Истинный индивидуализм — это, безусловно, не анархизм, являющий собой всего лишь еще один плод рационалистического псевдоиндивидуализма, которому истинный индивидуализм противостоит. Он не отрицает необходимости принудительной власти, но желает ограничить ее — ограничить теми сферами, где она нужна для предотвращения насилия со стороны других, и для того, чтобы свести общую сумму насилия к минимуму. Надо признать, что, хотя все философы-индивидуалисты согласны, вероятно, с этой общей формулой, они не всегда достаточно содержательно высказываются по вопросу ее применения в конкретных случаях. Здесь не слишком-то помогает столь неверно понимаемый оборот, как "laissez faire", которым так много злоупотребляли, или еще более старая формула — "защита жизни, свободы и собственности". Фактически, поскольку оба этих выражения наводят на мысль, что мы можем оставить все как оно есть, они могут оказаться еще хуже, чем отсутствие ответа вообще; они, безусловно, не говорят нам, в каких сферах желательна и необходима деятельность правительства, а в каких нет. Тем не менее решение, может ли индивидуалистическая философия служить нам практическим руководством, должно в конечном счете зависеть от того, позволяет ли она нам разграничить то, что относится к компетенции правительства, от того, что к ней не относится.

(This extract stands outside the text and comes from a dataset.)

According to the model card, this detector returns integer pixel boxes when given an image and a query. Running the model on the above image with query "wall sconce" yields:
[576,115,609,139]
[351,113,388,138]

Мне представляется, что некоторые общие правила такого рода, обладающие самой широкой применимостью, прямо вытекают из основных принципов индивидуализма: если каждый человек должен использовать свои личные знания и мастерство для достижения интересующих его целей и если он, действуя таким образом, должен вносить максимально возможный вклад в удовлетворение потребностей, выходящих за пределы его кругозора, то явно необходимо, во-первых, чтобы он имел четко очерченную сферу своей ответственности и, во-вторых, чтобы относительная важность для него различных результатов, которых он может достигать, соответствовала относительной важности для других людей тех последствий его деятельности, которые ему неизвестны и носят более отдаленный характер.